When exogenous testosterone is administered — whether by injection, gel, or oral preparation — circulating testosterone levels rise. The hypothalamus and pituitary detect this through their testosterone receptors and reduce their output of GnRH and LH accordingly — the standard negative feedback response. With less LH reaching the testes, Leydig cell activity reduces and the body’s own testosterone production declines, sometimes to near-zero.
This is an expected and managed consequence of TRT, not a dangerous side effect. It explains why men on TRT have suppressed LH and FSH on their blood tests — this is the intended pharmacological mechanism, not a sign that something has gone wrong. It also explains the fertility consideration: with FSH suppressed, sperm production is significantly reduced during TRT.
For men on TRT at Vitalis Luxe Clinic, we monitor LH, FSH, and the full hormone panel at regular intervals — not because we expect problems, but because responsible clinical oversight requires understanding what the system is doing at every stage of treatment.
Frequently Asked Questions
Where is testosterone produced in the male body?

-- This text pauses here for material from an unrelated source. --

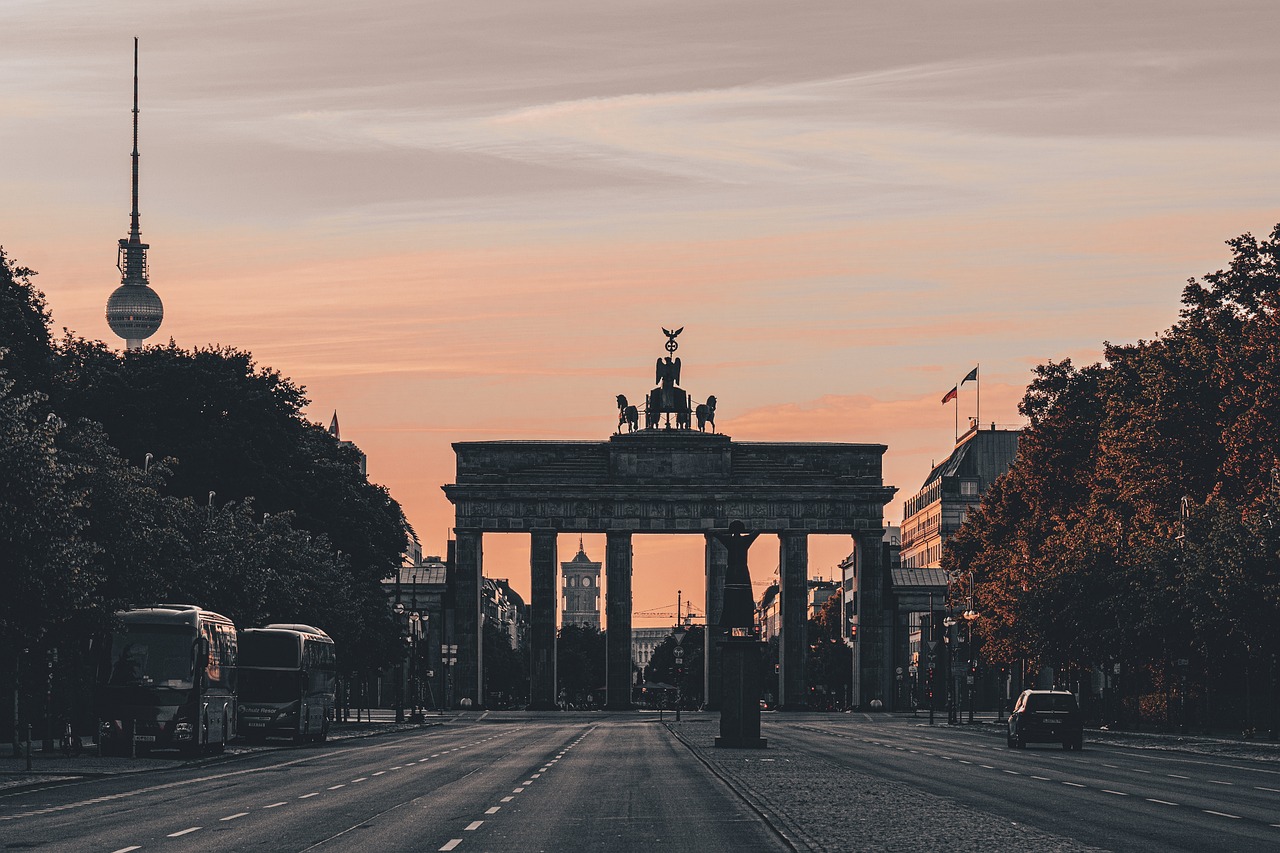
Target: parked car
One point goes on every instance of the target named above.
(1046, 716)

Approximately 95% of testosterone in men is produced by Leydig cells within the testes, in response to stimulation by luteinising hormone (LH) from the pituitary gland. A smaller contribution — around 5% — comes from the adrenal glands, which produce weak androgens that can be converted to testosterone in peripheral tissues.
What are Leydig cells?
Leydig cells are specialised cells located in the interstitial tissue of the testes, between the sperm-producing seminiferous tubules. They contain the enzymatic machinery to convert cholesterol into testosterone and are the primary testosterone-producing cells in the male body. Their function is directly regulated by luteinising hormone (LH) from the pituitary gland.
What controls testosterone production?
Testosterone production is controlled by the hypothalamic-pituitary-gonadal (HPG) axis — a three-level signalling cascade. The hypothalamus releases GnRH, which stimulates the pituitary to release LH. LH travels to the testes and stimulates Leydig cells to produce testosterone. Testosterone then feeds back to the hypothalamus and pituitary to regulate its own production — a classic negative feedback loop.

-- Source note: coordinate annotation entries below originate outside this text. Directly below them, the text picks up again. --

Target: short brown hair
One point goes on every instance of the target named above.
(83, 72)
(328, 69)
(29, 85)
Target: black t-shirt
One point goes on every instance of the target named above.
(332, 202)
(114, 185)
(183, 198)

What is the difference between total and free testosterone?
Total testosterone measures all circulating testosterone in the blood, including the majority that is bound to carrier proteins (SHBG and albumin). Free testosterone is the small fraction — roughly 1–3% — that circulates unbound and is immediately available to enter cells and exert biological effects. Free testosterone is often a more clinically meaningful measure than total testosterone, particularly in men with elevated SHBG.
Why is testosterone measured in the morning?
Testosterone follows a daily circadian rhythm, with levels peaking between approximately 7am and 10am and declining through the afternoon and evening. A morning blood sample captures testosterone at or near its highest daily level, providing the most accurate and reproducible result for comparison against reference ranges. Afternoon testing can give readings 20–30% lower than morning levels in the same individual.